Using ABS goes contrary to what many older drivers were taught to do–pump the brake pedal to avoid locking up the wheels in a hard stop, he said.

“There is a lack of familiarity with ABS,” he said. “Your mother, your father, grandmother, your grandfather, all told you pump the brakes.

“You have to unlearn that behavior; It’s just the wrong thing to do,” Pierce said.

“You press, you slam, you jerk on those brakes and you hold them. Never mind the back pressure on your foot, never mind the noises you might hear.

“That’s a real tough thing to do for a lot of people–keep their foot on the pedal.

“There is also a perception that ABS will stop you on a dime,” he said. “It is designed to give you added control of steering, but . . . ABS will not allow you to defy the laws of physics.
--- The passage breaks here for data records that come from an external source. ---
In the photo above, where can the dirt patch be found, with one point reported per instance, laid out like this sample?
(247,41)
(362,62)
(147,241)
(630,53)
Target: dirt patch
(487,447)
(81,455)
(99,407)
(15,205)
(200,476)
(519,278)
“It does not change your reaction time,” he said. “If you’re traveling too closely or too quickly for the environment, you’re going to get into trouble and ABS cannot get you out.”

As for daytime running lights, Pierce said GM is putting them on its cars because they are relatively cheap, do not add to the weight, are simple and can reduce head-on accidents. Swedish carmakers also have installed them.

“The studies we are aware of coming out of the Scandinavian countries . . . and Canada (where the lights are in use) indicate there can be significant reductions in daytime, head-on, two-vehicle crashes,” he said.

“The vehicles are more visible,” Pierce said. “We do expect a reduction in those daytime opposite-direction accidents.”

Not surprisingly, Lodi and Wuerz praised air bags.

Said Lodi: “The thing with air bags was I didn’t feel the impact; it took any trauma from the accident. I didn’t even have a headache. The air bag spared me from any injury. I think they’re fantastic.”

Said Wuerz: “I certainly can vouch for air bags. I walked away without a scratch or blue marks or anything. The car was totaled. I had absolutely nothing. The police and the emergency people couldn’t believe it. I had a second chance in life. I definitely think it was due to the air bags.”